Crônica de Brasília XXXVIII

A capa do livro de espanhol sobre o qual escrevo tem o desenho de uma torre que parece a Torre de Babel. “Só que aqui todos se entendem”, deve ser essa a mensagem que se tentou passar nesse estranho marketing. E arriscado, penso, pois tenta negar um mito e, no entanto, estou certa de que dez entre dez pessoas que olharem a imagem vão pensar em Babel e no castigo de Deus aos homens, pelo ato de tentarem construir uma ponte de pedra em direção ao céu. E foi então que aconteceu a separação das línguas.

A Torre de Babel é uma obra inacabada, vem-me a imagem ao pensamento. E até hoje a obsessão do homem é tentar ser Deus. É só a gente pensar no atual estágio das pesquisas genéticas, apontando para a possibilidade da clonagem humana. O próximo passo é assustadoramente real: quem será o primeiro de nós a realizar a experiência de clonar a vida humana?

Quem nascer dali trará a alma eterna dentro de si? Fazer um nosso igual nos livrará da morte ou, ao contrário, duplicará nossos medos? Entrego-me ao sombrio pensamento, quando, de repente, meus olhos avistam a silhueta da Catedral de Brasília, semi-encoberta por um plástico branco a esconder-lhe a beleza. Não raro, a igreja passa por reformas desse tipo, mas agora ela se prepara para a festa dos 50 anos da cidade. Uma senhora, como eu, distraio o pensamento imaginando que uma multidão virá comemorar o cinqüentenário bem aqui, em plena Esplanada dos Ministérios.

É incrível a largura da Esplanada. Por maior que seja a concentração de pessoas, há sempre espaço livre para se caminhar. Olho os gramados imensos em direção ao Congresso Nacional e pela memória passam imagens do Badernaço, do cortejo fúnebre de Tancredo Neves, do comício das Diretas Já, da posse de Lula em sua primeira eleição. Caminhar em meio às gentes nos gramados da Esplanada dos Ministérios é uma experiência incrível. Por mais gente que tenha, a sensação é sempre de eternidade, de imensidão. E se a gente se deita no gramado e olha para cima, então, é uma viagem. O peito se enche de esperança diante da proximidade do céu do Planalto Central.
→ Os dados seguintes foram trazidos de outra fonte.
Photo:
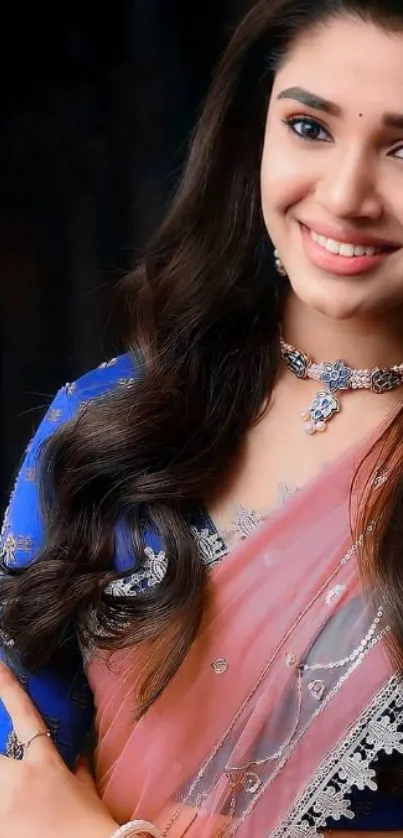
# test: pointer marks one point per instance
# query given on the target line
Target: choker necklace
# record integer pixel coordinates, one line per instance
(335, 377)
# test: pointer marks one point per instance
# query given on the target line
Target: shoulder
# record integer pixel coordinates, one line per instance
(101, 380)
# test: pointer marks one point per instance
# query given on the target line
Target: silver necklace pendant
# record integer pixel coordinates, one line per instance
(322, 408)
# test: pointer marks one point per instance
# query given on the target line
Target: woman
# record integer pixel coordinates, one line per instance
(245, 676)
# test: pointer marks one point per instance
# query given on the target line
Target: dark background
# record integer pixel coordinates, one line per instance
(96, 111)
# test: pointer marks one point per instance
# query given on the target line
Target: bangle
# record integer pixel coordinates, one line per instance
(133, 828)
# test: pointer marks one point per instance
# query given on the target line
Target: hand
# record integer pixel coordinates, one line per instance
(39, 796)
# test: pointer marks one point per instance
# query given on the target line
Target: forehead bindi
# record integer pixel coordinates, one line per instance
(366, 82)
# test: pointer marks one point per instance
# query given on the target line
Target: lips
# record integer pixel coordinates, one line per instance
(343, 256)
(353, 237)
“Deste planalto Central, desta solidão que em breve se transformará em cérebro das altas decisões nacionais, lanço os olhos mais uma vez sobre o amanhã do meu país e antevejo esta alvorada com fé inquebrantável e uma confiança sem limites no seu grande destino”, ecoam em meus ouvidos a frase mítica do presidente Juscelino Kubitschek, ao pisar, pela primeira vez, em dois de outubro de 1956, o solo do Planalto Central, exatamente no lugar onde Brasília seria edificada.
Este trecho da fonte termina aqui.